Determining size of a database before dumping

Started by Madison Kellyover 19 years ago10 messagesgeneral
Jump to latest
#1Madison Kelly
linux@alteeve.com

Hi all,

I am (re)writing a backup program and I want to add a section for
backing up pSQL DBs. In the planning steps (making sure a given
destination has enough space) I try to calculate how much space will be
needed by a 'pg_dump' run *before* actually dumping it.

Is there a relatively easy way to do that? Moreso, if it possible to
do this from an unpriviledged account? If not, is there a way to add the
permissions to a specific pg user to allow that user to perform this?

Thanks in advance!

Madison

#2Steve Wampler
swampler@noao.edu
In reply to: Madison Kelly (#1)
Re: Determining size of a database before dumping

Madison Kelly wrote:

Hi all,

I am (re)writing a backup program and I want to add a section for
backing up pSQL DBs. In the planning steps (making sure a given
destination has enough space) I try to calculate how much space will be
needed by a 'pg_dump' run *before* actually dumping it.

I suppose:

pg_dump $PGD_OPTIONS | wc -c

isn't efficient enough, right? Without knowing the options you plan
to use with pg_dump (compression? dump just tables?, etc.) this is
going to be hard to get a decent estimate from...

--
Steve Wampler -- swampler@noao.edu
The gods that smiled on your birth are now laughing out loud.

#3Alexander Staubo
alex@purefiction.net
In reply to: Madison Kelly (#1)
Re: Determining size of a database before dumping

On Oct 2, 2006, at 22:17 , Madison Kelly wrote:

I am (re)writing a backup program and I want to add a section for
backing up pSQL DBs. In the planning steps (making sure a given
destination has enough space) I try to calculate how much space
will be needed by a 'pg_dump' run *before* actually dumping it.

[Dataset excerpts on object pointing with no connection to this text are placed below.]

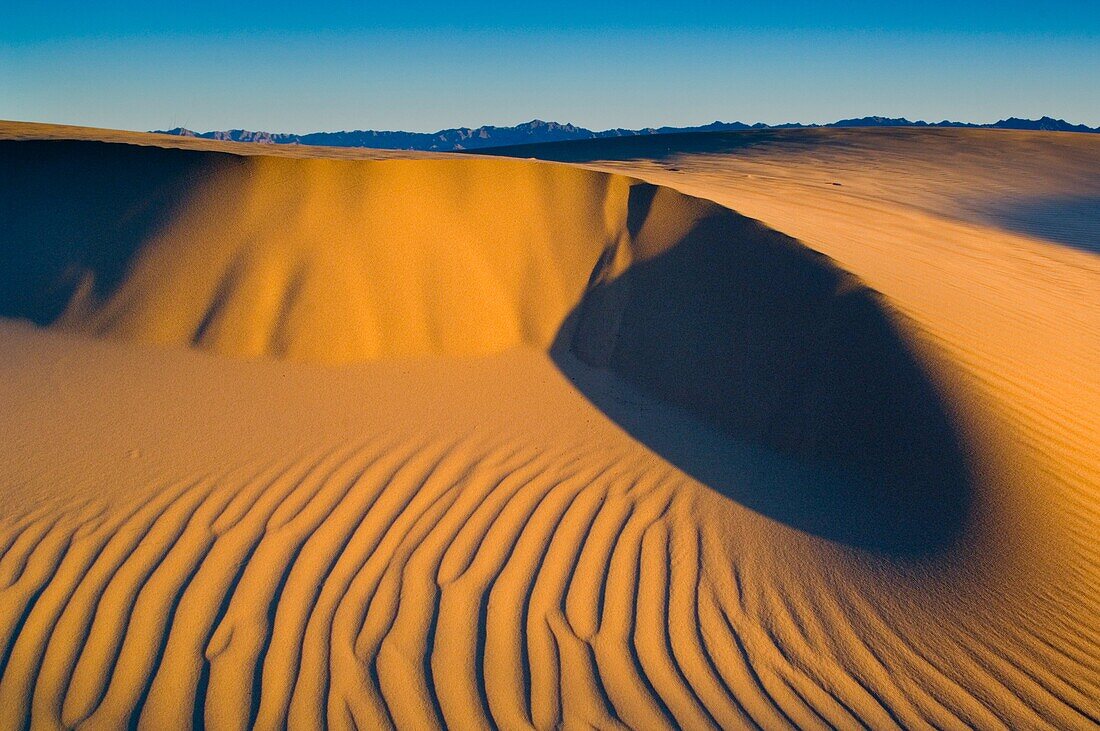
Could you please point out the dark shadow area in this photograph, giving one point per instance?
(660, 146)
(74, 209)
(1069, 220)
(793, 392)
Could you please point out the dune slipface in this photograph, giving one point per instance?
(498, 443)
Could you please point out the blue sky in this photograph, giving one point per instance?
(310, 66)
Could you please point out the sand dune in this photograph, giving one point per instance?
(517, 444)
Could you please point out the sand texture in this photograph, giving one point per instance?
(754, 430)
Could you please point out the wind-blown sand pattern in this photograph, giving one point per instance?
(499, 443)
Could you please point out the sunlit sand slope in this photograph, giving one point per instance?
(697, 475)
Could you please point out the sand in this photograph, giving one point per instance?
(328, 438)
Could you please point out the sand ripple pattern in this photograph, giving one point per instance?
(417, 585)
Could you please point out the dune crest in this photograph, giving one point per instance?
(514, 445)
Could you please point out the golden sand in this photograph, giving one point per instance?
(367, 440)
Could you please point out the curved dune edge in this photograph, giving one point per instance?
(316, 555)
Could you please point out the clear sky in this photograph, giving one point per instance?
(323, 66)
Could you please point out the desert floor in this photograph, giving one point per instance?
(306, 436)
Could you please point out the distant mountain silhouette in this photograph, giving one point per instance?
(537, 131)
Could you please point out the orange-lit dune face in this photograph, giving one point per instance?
(391, 440)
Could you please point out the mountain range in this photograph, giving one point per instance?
(537, 131)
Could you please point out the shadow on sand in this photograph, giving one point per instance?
(792, 390)
(78, 208)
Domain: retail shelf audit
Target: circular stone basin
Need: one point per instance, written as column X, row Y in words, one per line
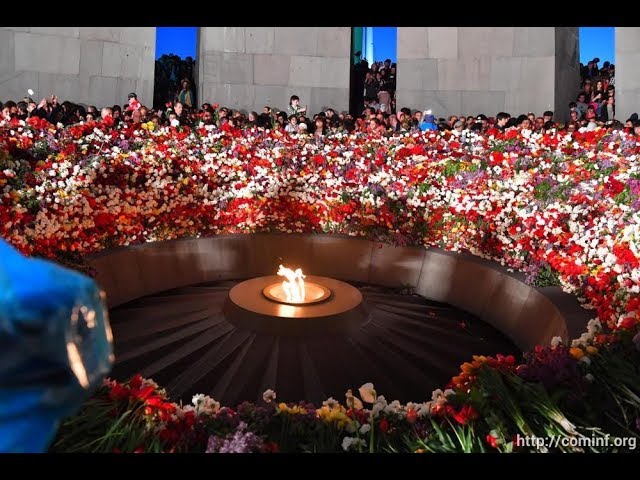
column 314, row 293
column 334, row 306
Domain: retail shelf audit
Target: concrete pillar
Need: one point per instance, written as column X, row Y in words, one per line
column 90, row 65
column 472, row 70
column 250, row 67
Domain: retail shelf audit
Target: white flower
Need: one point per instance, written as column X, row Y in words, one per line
column 269, row 396
column 348, row 442
column 368, row 393
column 555, row 341
column 353, row 402
column 365, row 428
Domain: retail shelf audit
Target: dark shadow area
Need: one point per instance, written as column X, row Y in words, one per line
column 409, row 347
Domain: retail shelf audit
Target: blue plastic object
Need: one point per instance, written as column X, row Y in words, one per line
column 55, row 347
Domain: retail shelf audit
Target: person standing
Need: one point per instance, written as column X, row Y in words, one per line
column 294, row 107
column 185, row 96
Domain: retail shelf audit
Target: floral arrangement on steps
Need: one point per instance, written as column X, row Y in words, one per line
column 564, row 208
column 585, row 398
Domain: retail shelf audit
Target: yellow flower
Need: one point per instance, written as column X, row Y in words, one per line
column 368, row 393
column 576, row 353
column 295, row 410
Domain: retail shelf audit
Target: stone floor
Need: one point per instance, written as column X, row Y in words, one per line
column 409, row 347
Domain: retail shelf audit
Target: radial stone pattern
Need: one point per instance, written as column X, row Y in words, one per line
column 407, row 347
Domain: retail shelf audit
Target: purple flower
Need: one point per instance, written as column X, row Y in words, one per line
column 636, row 340
column 124, row 145
column 240, row 441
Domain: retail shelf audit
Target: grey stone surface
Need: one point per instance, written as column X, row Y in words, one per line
column 237, row 68
column 296, row 40
column 108, row 34
column 16, row 84
column 274, row 96
column 64, row 86
column 527, row 315
column 505, row 73
column 334, row 42
column 252, row 66
column 437, row 101
column 517, row 69
column 413, row 43
column 475, row 103
column 443, row 42
column 323, row 98
column 567, row 70
column 91, row 58
column 111, row 59
column 124, row 86
column 464, row 74
column 423, row 75
column 627, row 41
column 485, row 42
column 47, row 53
column 326, row 72
column 271, row 69
column 103, row 91
column 57, row 31
column 139, row 37
column 7, row 52
column 259, row 39
column 234, row 39
column 627, row 71
column 533, row 42
column 81, row 64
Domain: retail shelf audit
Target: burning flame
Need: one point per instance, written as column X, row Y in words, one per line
column 294, row 286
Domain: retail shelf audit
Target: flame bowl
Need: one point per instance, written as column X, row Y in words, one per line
column 314, row 293
column 332, row 306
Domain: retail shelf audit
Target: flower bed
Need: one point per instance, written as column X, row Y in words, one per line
column 562, row 208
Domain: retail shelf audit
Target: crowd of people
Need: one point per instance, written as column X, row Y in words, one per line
column 174, row 81
column 594, row 107
column 375, row 86
column 595, row 100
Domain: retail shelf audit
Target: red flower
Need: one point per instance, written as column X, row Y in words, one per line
column 628, row 323
column 412, row 415
column 108, row 121
column 492, row 441
column 466, row 415
column 136, row 381
column 384, row 425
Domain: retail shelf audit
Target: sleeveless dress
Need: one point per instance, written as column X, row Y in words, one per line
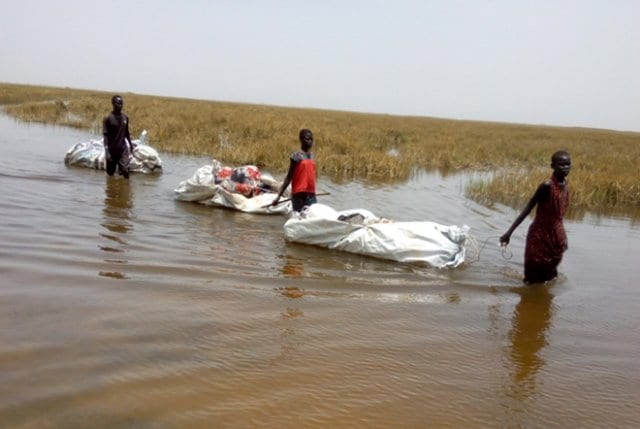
column 303, row 180
column 546, row 238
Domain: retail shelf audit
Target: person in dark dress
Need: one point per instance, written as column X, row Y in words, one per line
column 117, row 142
column 301, row 174
column 546, row 238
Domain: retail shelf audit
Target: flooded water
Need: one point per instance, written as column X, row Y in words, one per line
column 121, row 307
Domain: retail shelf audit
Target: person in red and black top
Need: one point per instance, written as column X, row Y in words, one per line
column 546, row 238
column 301, row 175
column 117, row 141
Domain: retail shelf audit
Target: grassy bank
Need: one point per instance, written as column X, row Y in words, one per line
column 357, row 145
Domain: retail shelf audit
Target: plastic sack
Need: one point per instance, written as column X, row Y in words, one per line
column 143, row 159
column 360, row 231
column 242, row 188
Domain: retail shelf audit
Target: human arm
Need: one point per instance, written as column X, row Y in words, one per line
column 105, row 136
column 287, row 181
column 127, row 136
column 541, row 194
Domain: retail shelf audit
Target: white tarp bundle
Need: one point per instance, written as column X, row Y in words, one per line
column 143, row 159
column 241, row 188
column 360, row 231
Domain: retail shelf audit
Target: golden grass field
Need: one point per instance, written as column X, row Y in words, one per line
column 368, row 147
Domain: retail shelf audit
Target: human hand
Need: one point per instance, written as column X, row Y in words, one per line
column 504, row 240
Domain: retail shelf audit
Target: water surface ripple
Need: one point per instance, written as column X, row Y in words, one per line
column 121, row 307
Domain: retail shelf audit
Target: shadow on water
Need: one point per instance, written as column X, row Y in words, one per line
column 117, row 215
column 527, row 337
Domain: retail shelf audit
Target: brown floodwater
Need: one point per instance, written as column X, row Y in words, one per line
column 120, row 307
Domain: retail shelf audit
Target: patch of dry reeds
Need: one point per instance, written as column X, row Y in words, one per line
column 359, row 145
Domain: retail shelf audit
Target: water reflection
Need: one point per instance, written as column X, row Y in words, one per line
column 117, row 212
column 531, row 321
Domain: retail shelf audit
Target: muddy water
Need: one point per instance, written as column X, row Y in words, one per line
column 120, row 307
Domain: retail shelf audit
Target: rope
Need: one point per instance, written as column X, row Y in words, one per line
column 506, row 253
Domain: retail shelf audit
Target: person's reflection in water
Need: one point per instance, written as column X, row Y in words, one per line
column 290, row 341
column 531, row 320
column 118, row 204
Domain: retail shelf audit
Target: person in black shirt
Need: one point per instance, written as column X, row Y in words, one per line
column 117, row 142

Is there a relatively easy way to do that? Moreso, if it possible
to do this from an unpriviledged account? If not, is there a way to
add the permissions to a specific pg user to allow that user to
perform this?

You could dump the database to /dev/null, piping it through wc to
catch the size, but that would of course be wasteful.

You could count the disk space usage of the actual stored tuples,
though this will necessarily be inexact:

http://www.postgresql.org/docs/8.1/static/diskusage.html

Or you could count the size of the physical database files (/var/lib/
postgresql or wherever). While these would be estimates, you could at
least guarantee that the dump would not *exceed* the esimtate.

Keep in mind that pg_dump can compress the dump and (iirc) will do so
by default when you use the custom format (-Fc or --format=c).

Alexander.

#4Madison Kelly
linux@alteeve.com
In reply to: Steve Wampler (#2)
Re: Determining size of a database before dumping

Steve Wampler wrote:

Madison Kelly wrote:

Hi all,

I am (re)writing a backup program and I want to add a section for
backing up pSQL DBs. In the planning steps (making sure a given
destination has enough space) I try to calculate how much space will be
needed by a 'pg_dump' run *before* actually dumping it.

I suppose:

pg_dump $PGD_OPTIONS | wc -c

isn't efficient enough, right? Without knowing the options you plan
to use with pg_dump (compression? dump just tables?, etc.) this is
going to be hard to get a decent estimate from...

For now, lets assume I am doing a raw dump (no compression) and no fancy
switches. I would probably err of the side of caution and try dumping
OIDs and all schema (plus whatever else is needed to insure a full
restore to a clean DB).

I could try piping the dump into something like 'wc' but with very large
DBs I'd be worried about the (tremendous) disk I/O that would cause.
This is also why I am hoping Pg keeps this info somewhere.

Madison

#5Madison Kelly
linux@alteeve.com
In reply to: Alexander Staubo (#3)
Re: Determining size of a database before dumping

Alexander Staubo wrote:

On Oct 2, 2006, at 22:17 , Madison Kelly wrote:

I am (re)writing a backup program and I want to add a section for
backing up pSQL DBs. In the planning steps (making sure a given
destination has enough space) I try to calculate how much space will
be needed by a 'pg_dump' run *before* actually dumping it.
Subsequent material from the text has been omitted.